Um outro ponto de não pequena monta: Judas foi escolhido por Jesus Cristo, que sabia (sabe) tudo a respeito de tudo e de todos neste Seu universo de manifestação.  Ele bem conhecia o coração de Judas, e sabia muito bem da sua índole.  Ainda assim, o convocou, dando-lhe tratamento igualitário em relação aos demais.  Sendo o Deus deste universo, Jesus sabia que Judas o iria trair.  Mas não (?) levou isso em conta no momento de montar o Seu elenco.  Teria Jesus errado mais do que normalmente erra um montador de elenco em nossos dias?  Não tinha Ele condições para escolher alguém mais limpo, mais honesto, menos ambicioso?  Sabendo de todas essas coisas, ele, assim mesmo, escolheu Judas, porque era mister que assim acontecesse.  Os doze tinham sido escolhidos desde antes de todos os tempos para desempenhar sua função.  A convocação não pode ter sido gratuita; deve ter sido propositada; devia haver, embutido nela, algum propósito, alguma finalidade, que não poderia deixar de acontecer.  Um homem comum pouco sabe de um outro, mas Jesus conhecia o coração de todos; portanto Ele não falhou, não pode ter falhado.  Ele não falhava nunca, pois sempre fazia a vontade do Pai.  Judas foi escolhido com o assentimento do Seu Pai.  Essa escolha deve ter sido uma das mais difíceis, tanto para o que escolhia, como para o escolhido.  E, como Jesus revelava muito mais em secreto com seus discípulos do que revelava aos demais, eles certamente deviam estar a par da necessidade da traição, e, ipso facto, do traidor.  Tudo aponta para um plano necessário concebido necessariamente em condições necessárias.  Nada nele podia falhar sob pena de o Senhor não poder falar ao fim do drama: "Está consumado."  Tudo, tudo, sem faltar qualquer detalhe, tinha sido cabalmente cumprido. Foi depois dessa última palavra  (τετελεσται), que Jesus expirou.

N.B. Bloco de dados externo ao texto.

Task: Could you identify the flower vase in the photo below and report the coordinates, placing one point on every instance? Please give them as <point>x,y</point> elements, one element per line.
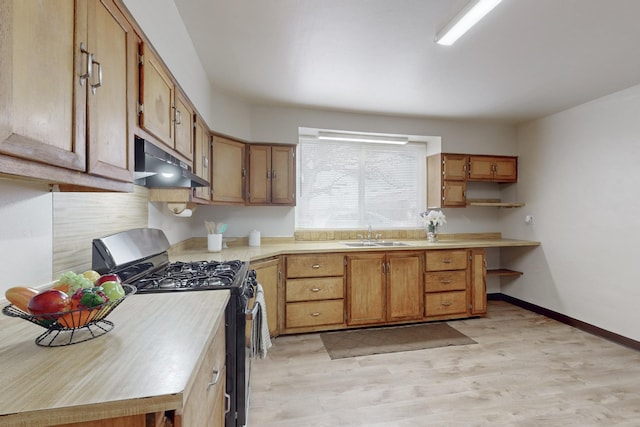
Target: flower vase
<point>432,234</point>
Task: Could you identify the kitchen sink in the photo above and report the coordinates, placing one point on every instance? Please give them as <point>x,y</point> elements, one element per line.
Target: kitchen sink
<point>359,244</point>
<point>392,244</point>
<point>373,244</point>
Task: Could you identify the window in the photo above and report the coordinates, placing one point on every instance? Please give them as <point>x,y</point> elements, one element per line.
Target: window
<point>351,185</point>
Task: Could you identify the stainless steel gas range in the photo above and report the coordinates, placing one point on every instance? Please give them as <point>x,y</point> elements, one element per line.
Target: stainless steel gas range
<point>140,257</point>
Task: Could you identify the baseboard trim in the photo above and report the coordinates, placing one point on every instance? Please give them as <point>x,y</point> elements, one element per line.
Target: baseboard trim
<point>587,327</point>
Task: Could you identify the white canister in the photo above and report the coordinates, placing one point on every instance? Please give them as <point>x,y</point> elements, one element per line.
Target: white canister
<point>254,238</point>
<point>214,242</point>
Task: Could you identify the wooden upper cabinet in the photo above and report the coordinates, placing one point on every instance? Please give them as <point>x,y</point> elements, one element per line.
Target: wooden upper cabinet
<point>39,84</point>
<point>202,158</point>
<point>157,93</point>
<point>446,180</point>
<point>493,168</point>
<point>259,192</point>
<point>65,83</point>
<point>272,175</point>
<point>454,166</point>
<point>183,119</point>
<point>165,112</point>
<point>283,175</point>
<point>111,94</point>
<point>228,170</point>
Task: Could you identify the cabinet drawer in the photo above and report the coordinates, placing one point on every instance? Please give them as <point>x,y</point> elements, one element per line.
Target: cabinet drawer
<point>315,265</point>
<point>315,289</point>
<point>446,281</point>
<point>441,303</point>
<point>446,260</point>
<point>316,313</point>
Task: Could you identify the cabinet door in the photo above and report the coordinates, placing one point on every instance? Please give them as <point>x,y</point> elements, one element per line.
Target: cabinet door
<point>259,174</point>
<point>227,182</point>
<point>283,175</point>
<point>156,98</point>
<point>454,193</point>
<point>40,82</point>
<point>183,119</point>
<point>506,169</point>
<point>478,281</point>
<point>480,168</point>
<point>111,104</point>
<point>454,167</point>
<point>366,295</point>
<point>404,286</point>
<point>201,158</point>
<point>493,168</point>
<point>268,275</point>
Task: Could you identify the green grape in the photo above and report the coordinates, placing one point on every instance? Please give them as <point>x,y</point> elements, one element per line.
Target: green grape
<point>75,281</point>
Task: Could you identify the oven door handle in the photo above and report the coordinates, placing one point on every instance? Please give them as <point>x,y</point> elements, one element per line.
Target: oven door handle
<point>251,314</point>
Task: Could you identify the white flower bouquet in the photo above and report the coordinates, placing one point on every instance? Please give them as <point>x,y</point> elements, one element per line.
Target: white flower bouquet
<point>432,219</point>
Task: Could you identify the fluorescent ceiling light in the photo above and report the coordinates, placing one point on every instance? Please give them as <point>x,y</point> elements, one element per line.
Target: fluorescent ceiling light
<point>473,12</point>
<point>362,137</point>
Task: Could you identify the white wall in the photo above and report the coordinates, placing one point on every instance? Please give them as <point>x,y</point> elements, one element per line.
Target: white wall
<point>579,175</point>
<point>26,234</point>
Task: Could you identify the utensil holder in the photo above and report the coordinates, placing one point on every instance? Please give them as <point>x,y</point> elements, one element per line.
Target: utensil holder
<point>214,242</point>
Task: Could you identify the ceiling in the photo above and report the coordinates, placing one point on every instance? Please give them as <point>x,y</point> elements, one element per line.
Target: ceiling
<point>526,59</point>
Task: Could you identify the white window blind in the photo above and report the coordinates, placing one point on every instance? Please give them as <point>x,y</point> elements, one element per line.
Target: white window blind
<point>350,185</point>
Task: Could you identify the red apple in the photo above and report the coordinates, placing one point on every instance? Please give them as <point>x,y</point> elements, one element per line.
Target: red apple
<point>49,301</point>
<point>107,278</point>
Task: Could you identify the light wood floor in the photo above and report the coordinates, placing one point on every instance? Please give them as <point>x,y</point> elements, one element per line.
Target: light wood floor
<point>526,370</point>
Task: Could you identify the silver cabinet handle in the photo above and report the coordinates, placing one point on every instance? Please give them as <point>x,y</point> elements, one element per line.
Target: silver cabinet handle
<point>87,75</point>
<point>94,87</point>
<point>227,404</point>
<point>215,379</point>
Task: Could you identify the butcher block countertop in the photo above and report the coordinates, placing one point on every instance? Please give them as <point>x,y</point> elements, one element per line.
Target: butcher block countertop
<point>196,249</point>
<point>143,365</point>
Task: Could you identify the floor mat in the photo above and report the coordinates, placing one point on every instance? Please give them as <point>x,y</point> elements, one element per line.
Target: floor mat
<point>363,342</point>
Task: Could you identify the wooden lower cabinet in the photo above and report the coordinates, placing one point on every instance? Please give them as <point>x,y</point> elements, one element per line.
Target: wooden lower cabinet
<point>384,287</point>
<point>315,313</point>
<point>366,294</point>
<point>313,297</point>
<point>379,288</point>
<point>455,283</point>
<point>478,288</point>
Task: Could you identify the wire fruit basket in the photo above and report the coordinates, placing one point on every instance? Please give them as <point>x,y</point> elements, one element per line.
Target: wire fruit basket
<point>74,326</point>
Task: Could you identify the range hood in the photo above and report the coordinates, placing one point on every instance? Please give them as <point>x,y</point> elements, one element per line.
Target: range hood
<point>155,168</point>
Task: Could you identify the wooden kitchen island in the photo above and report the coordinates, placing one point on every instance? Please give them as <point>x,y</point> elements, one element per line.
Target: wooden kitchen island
<point>151,362</point>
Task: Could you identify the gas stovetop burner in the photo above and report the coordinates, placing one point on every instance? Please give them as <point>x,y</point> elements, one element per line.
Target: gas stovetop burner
<point>198,275</point>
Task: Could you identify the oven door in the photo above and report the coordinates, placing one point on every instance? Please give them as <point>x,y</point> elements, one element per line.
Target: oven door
<point>253,316</point>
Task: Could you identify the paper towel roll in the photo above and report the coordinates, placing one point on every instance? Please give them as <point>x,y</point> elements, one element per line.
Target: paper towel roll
<point>185,213</point>
<point>254,238</point>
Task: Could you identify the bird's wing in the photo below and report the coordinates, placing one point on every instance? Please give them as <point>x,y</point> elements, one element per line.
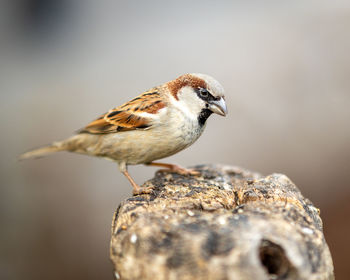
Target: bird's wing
<point>138,113</point>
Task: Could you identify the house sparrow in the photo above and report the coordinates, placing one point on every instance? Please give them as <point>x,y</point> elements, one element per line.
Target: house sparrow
<point>156,124</point>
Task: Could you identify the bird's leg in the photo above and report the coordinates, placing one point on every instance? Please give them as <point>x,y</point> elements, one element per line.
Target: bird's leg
<point>136,188</point>
<point>175,168</point>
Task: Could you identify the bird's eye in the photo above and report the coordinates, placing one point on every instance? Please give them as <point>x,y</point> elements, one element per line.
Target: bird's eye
<point>203,92</point>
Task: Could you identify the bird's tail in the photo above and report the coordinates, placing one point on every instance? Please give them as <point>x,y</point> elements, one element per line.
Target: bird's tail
<point>55,147</point>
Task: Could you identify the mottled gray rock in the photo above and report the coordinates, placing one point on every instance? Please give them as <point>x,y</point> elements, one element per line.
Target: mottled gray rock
<point>227,223</point>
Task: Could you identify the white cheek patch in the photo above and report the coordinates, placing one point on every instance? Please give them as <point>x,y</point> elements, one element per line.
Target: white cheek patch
<point>188,102</point>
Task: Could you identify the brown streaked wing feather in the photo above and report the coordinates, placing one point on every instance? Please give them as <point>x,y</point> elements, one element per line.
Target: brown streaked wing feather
<point>125,117</point>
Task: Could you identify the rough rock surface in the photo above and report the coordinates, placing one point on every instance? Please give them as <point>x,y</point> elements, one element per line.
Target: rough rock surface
<point>227,223</point>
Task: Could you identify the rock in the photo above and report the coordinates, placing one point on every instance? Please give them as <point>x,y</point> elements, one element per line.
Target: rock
<point>227,223</point>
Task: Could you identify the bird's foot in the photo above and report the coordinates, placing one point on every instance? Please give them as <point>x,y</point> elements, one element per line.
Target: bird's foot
<point>175,168</point>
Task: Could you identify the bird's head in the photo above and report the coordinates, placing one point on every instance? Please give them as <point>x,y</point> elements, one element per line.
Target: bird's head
<point>198,95</point>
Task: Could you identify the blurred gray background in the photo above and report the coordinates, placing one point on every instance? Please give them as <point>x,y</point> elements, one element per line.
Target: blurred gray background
<point>286,70</point>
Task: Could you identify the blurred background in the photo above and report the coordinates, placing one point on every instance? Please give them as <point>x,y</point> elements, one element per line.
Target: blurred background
<point>285,67</point>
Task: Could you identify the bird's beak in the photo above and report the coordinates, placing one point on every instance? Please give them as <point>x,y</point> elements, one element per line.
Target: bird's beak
<point>218,107</point>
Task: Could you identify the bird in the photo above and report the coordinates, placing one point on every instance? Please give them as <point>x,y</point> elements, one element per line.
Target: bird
<point>156,124</point>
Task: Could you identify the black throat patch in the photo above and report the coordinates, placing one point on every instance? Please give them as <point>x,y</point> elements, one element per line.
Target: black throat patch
<point>203,116</point>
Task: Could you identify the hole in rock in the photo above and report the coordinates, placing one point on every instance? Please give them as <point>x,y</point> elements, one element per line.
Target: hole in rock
<point>274,260</point>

E abriu o caminho de uma liberdade ampla, total, irrestrita, a todo aquele que o quiser.

(É penosamente difícil falar sobre esse drama cósmico, que alguém ainda há de entender em toda a sua inteireza, mas, dentro das imensas limitações de que sou dotado, falo o que posso, para, eventualmente, abrir uma picada para alguém com mais discernimento poder trilhar com mais segurança.)
Judas foi uma peça chave no grande drama cósmico da Redenção. Olhemos para ele não mais com indignação, não mais com ares de condenação, pois pouco sabemos dos grandes arcanos.
Eu sei que há muito mais para falar a partir da exploração dos sagrados arquétipos, mas não me sinto capaz de caminhar mais avante.
É minha esperança que alguém retome o assunto com mais propriedade.
Eu sei que não foi por acaso que encontrei aquele artigo na Internet. Sei também que já é hora de não termos em nosso coração atitude ou de julgamento ou de condenação por quem quer que seja.
Se dependesse de mim, Judas estaria salvo, gozando o gozo merecido em paga do  horrendo papel que ele teve de desempenhar.
Judas está salvo, pois faz parte da Igreja a que pertencemos!
Deo gratias!
Com ósculo santo,
o peregrino.


P.S.: Muito vacilei antes de colocar essa matéria no ar.
Quem quiser que se manifeste: estou pronto para receber o que vier.
E, se necessário for, reescrever a minha esperança.

P.S. do P.S.  Tirei do ar e tentei dar-lhe uma redação mais especificante e mais clara.

Nota do dia 11 de dezembro de 2008, cerca de dois anos após a primeira publicação da matéria:
Hoje, relendo e revisando o texto do ponto de vista do leitor, a minha avaliação é que o texto toca em uma verdade de difícil formulação, pois depende de arquétipos sobre os quais é muito difícil refletir com nossa lógica nos-inerentemente binária.  Sinto que falta ainda algo a acrescentar ou a explicitar, mas não consigo atinar com o que isso seja.  Essa maneira de encarar  Iscariotes está plenamente de acordo com uma visão universalista da doutrina de Jesus Cristo.  Ele, tanto quanto o Seu Pai, não queria que ninguém se perdesse! E poderiam  Eles falhar no Seu intento, no Seu desejo, na Sua vontade? E em pontos tão criticamente delicados do Seu planear?  E poderia ter eu ou qualquer outra pessoa, seja de que coturno for, mais misericórdia e sabedoria do que o mesmo AMOR?  Deus, por força, tem de ser mais misericordioso do que qualquer de suas criaturas!  E Aquele que professa o perdão poderia deixar de perdoar?  E o Omnisciente, o Omnipotente, o Omnipresente, poderia ser menos -- em qualquer aspecto ou questão que seja -- do que a criatura?